Abstract
This thesis is a discursive analysis of the performance of ‘stakeholder participation’ in ‘the World Bank Participation Sourcebook’ (1996). Stakeholder participation is defined as ‘a process through which stakeholders influence and share control over development initiatives and the decisions and resources which affect them’ (ibid: 3). With empirical data taken primarily from three case studies presented in ‘the Sourcebook’, this thesis identifies the various ways in which stakeholder participation is managed when transformed into practice. An important premise of these case studies is the perceived ‘bipolarity’ of government and direct beneficiaries as opposing stakeholders. Whereas the participation of government representatives is explained as a required necessity, Bank task managers utilize different ‘levelling techniques’ in order to increase the visibility and participation of weaker, marginalized groups. However, the technically orientated rational of the World Bank creates effects that arrange the content of participatory processes. I have also identified a number of ‘translations’ that further demonstrate how participatory processes are constrained. I argue that how stakeholder participation is translated into practice in effect limits rather than emphasizes its primary definition.

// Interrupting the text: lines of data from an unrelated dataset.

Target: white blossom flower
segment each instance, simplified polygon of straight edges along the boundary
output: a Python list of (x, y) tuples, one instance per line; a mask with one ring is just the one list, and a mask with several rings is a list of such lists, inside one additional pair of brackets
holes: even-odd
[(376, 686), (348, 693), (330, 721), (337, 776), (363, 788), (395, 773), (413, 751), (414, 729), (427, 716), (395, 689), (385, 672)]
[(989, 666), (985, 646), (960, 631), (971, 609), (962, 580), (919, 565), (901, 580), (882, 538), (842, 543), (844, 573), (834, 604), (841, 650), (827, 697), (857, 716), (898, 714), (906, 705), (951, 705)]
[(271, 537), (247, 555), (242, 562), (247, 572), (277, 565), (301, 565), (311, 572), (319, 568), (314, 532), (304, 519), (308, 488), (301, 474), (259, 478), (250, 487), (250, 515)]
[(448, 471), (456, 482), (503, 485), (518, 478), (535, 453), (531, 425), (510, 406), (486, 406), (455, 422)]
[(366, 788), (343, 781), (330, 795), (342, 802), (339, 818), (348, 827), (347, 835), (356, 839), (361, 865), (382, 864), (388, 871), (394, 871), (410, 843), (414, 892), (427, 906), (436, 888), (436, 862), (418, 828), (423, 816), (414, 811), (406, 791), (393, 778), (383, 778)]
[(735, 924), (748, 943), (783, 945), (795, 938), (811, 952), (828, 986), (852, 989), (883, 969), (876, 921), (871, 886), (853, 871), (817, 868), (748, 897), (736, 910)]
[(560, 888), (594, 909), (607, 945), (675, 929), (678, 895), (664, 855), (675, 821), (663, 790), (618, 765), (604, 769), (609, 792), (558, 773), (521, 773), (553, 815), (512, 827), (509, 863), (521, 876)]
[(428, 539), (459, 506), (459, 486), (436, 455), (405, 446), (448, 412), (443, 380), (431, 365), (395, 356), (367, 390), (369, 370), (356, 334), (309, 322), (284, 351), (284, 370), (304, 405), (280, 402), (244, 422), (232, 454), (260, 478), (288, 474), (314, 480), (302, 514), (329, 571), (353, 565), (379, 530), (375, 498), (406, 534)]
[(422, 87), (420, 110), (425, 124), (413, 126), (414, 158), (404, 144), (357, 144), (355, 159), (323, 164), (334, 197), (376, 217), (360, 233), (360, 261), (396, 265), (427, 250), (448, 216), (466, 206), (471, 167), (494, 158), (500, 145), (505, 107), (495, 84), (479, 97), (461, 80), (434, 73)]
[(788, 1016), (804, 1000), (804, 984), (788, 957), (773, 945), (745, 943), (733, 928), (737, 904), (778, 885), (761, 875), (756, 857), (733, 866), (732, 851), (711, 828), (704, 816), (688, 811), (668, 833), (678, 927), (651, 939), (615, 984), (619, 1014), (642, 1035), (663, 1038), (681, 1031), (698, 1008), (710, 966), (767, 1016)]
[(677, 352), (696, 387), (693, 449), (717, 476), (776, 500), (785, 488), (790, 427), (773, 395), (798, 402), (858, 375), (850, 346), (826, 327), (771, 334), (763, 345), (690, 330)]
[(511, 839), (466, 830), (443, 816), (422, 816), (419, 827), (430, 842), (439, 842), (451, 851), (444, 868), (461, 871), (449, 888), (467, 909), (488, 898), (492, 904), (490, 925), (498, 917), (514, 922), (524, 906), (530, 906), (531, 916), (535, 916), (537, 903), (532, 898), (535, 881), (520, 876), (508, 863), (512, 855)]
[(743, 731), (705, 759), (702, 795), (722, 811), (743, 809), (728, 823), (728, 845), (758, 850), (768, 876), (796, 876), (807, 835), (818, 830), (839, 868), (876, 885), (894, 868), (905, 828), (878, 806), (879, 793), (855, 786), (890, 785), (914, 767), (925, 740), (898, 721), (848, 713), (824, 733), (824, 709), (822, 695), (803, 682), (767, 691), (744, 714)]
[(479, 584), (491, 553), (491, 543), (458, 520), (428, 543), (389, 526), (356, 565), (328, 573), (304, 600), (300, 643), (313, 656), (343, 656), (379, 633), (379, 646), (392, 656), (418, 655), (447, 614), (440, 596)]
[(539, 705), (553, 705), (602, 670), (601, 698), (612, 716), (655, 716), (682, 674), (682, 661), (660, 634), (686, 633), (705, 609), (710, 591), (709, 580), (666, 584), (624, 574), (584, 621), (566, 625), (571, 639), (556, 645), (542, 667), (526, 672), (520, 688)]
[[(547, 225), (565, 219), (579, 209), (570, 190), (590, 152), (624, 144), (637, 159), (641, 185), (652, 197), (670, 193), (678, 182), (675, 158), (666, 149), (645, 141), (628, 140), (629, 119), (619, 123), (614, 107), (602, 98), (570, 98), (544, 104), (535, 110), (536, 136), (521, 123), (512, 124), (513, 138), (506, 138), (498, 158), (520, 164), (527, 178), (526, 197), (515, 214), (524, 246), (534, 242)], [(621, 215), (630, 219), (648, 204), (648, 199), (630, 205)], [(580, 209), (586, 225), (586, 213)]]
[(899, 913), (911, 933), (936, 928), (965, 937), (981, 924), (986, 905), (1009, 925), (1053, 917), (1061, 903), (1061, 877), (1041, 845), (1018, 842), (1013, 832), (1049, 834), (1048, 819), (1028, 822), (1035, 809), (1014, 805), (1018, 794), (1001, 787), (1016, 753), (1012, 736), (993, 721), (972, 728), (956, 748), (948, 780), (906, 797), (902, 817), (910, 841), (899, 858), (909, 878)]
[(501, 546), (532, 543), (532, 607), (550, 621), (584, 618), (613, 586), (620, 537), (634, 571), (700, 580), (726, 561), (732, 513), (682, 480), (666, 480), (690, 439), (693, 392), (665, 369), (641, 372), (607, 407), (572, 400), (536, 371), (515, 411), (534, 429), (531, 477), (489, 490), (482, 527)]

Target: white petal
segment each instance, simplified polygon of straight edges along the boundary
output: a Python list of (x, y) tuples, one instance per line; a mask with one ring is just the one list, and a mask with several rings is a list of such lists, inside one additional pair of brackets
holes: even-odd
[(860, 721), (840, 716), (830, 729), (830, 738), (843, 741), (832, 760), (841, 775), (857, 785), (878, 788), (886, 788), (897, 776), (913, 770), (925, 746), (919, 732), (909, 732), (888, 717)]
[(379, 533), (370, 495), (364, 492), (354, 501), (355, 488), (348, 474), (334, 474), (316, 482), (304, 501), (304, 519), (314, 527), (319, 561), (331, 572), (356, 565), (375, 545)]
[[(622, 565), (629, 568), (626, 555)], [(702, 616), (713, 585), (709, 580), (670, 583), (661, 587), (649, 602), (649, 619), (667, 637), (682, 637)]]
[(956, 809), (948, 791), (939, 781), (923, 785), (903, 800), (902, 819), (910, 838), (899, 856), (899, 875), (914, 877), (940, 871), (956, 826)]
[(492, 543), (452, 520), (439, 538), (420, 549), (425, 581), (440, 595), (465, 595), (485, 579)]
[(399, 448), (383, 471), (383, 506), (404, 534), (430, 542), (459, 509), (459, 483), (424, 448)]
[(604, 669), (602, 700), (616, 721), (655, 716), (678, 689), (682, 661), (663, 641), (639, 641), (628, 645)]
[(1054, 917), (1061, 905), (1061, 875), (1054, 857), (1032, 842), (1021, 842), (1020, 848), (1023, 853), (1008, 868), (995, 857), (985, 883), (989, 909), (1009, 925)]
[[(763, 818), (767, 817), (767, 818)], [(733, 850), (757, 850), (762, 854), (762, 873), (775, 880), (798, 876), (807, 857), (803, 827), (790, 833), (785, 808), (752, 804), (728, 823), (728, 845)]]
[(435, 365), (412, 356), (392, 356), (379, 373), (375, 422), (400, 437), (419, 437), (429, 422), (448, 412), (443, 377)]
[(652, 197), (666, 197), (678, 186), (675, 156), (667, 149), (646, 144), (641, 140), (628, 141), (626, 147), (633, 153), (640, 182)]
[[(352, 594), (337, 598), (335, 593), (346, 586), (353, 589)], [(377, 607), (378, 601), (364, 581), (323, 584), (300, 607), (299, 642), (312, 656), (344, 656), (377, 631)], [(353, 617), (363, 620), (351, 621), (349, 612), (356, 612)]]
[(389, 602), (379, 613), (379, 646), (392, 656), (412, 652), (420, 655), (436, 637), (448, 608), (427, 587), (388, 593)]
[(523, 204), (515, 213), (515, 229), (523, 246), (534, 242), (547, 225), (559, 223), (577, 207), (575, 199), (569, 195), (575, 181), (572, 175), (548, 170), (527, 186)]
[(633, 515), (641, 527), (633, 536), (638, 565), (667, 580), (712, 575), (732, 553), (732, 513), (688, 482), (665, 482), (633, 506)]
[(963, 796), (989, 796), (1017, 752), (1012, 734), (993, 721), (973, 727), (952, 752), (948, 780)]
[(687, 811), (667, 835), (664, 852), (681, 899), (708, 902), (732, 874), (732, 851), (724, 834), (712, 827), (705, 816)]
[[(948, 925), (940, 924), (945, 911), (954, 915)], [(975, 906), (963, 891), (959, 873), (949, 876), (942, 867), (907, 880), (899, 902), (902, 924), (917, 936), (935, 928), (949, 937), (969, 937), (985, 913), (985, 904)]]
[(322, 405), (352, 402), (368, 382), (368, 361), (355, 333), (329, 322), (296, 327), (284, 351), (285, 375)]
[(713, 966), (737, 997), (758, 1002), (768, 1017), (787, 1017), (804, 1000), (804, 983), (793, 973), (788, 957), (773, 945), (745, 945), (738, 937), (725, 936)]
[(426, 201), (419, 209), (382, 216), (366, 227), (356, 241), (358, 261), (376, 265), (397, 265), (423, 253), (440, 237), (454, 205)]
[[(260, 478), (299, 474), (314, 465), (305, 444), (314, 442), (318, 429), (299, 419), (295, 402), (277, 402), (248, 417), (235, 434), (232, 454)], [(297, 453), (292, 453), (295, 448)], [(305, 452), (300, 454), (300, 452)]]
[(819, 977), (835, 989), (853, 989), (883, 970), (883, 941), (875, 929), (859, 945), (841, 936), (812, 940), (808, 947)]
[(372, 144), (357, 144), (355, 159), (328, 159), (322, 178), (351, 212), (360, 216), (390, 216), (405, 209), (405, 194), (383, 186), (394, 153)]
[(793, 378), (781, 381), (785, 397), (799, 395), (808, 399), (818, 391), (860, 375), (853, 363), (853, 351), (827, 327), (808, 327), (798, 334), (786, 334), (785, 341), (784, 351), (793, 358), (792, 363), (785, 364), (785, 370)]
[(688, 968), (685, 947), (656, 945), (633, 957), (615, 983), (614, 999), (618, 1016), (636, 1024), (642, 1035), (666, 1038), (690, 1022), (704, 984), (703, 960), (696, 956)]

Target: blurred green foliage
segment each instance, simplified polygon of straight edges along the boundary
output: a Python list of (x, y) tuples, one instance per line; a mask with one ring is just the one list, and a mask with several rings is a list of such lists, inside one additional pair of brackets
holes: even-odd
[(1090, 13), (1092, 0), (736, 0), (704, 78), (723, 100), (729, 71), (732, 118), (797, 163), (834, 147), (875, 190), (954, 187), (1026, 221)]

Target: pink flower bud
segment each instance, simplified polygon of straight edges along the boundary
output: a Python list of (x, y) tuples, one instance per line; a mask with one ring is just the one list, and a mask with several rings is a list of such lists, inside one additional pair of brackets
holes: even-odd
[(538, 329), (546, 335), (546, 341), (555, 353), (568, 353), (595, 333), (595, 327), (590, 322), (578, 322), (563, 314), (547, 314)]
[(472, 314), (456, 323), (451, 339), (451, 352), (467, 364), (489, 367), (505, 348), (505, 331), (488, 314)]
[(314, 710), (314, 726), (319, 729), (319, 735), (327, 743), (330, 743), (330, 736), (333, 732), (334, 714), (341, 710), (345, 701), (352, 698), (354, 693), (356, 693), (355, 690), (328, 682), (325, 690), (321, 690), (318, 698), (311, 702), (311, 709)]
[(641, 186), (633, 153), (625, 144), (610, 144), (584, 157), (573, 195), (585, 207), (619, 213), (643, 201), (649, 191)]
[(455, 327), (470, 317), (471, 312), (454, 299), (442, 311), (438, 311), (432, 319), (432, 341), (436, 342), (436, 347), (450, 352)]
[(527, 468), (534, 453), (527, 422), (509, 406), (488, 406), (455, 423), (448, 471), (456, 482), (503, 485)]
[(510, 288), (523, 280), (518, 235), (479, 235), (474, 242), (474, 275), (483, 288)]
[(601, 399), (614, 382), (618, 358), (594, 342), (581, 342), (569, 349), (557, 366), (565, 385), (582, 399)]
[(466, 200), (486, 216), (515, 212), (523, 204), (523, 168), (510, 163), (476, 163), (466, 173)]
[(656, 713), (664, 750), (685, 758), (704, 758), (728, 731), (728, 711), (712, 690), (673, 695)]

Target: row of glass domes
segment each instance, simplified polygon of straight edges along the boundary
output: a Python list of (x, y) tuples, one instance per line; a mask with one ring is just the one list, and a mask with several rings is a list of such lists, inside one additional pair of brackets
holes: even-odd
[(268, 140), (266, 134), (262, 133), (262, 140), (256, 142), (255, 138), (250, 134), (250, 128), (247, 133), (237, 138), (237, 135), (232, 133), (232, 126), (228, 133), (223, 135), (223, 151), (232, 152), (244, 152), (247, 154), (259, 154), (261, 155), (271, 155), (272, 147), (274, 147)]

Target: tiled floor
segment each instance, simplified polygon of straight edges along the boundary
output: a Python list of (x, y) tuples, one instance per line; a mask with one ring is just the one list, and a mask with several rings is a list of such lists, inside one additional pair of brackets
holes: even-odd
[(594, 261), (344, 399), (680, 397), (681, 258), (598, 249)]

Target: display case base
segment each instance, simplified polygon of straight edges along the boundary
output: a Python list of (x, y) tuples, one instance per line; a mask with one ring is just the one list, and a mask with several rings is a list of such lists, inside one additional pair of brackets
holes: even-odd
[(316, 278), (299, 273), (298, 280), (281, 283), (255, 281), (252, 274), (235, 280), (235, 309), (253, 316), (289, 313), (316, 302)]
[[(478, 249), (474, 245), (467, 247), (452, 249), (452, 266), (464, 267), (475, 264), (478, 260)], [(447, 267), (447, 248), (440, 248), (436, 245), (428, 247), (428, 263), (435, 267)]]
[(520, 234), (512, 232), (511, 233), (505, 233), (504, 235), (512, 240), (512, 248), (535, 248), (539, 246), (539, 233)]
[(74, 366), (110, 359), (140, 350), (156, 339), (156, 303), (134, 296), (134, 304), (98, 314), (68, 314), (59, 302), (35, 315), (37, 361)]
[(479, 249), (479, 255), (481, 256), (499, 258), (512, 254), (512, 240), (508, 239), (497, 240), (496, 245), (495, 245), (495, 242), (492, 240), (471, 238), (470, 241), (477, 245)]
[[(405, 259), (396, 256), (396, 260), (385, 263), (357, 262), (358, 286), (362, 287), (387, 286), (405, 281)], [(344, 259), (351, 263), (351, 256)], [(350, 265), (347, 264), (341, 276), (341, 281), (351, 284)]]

I have also utilized Foucault’s notion of ‘governmentality’ to explain the rationality of stakeholder participation as a form of government. By approaching stakeholder participation as an ‘organized practice’, I illuminate the World Bank’s field of vision and the technical aspects it depends on. I also discuss what kind of knowledge or rationality that informs stakeholder participation as a practice. I argue that how stakeholder participation is practiced is the result of tensions between two opposing ideas of how to approach development; stakeholders are in different ways included in participatory processes, but their participation is arranged in ways that produces results that benefit the operational demands of the World Bank. Accordingly, I view the examples of stakeholder participation as presented in ‘the Sourcebook’ as ‘operational participation’, i.e. as participation to the extent that the operational rationality and knowledge of the World Bank allows.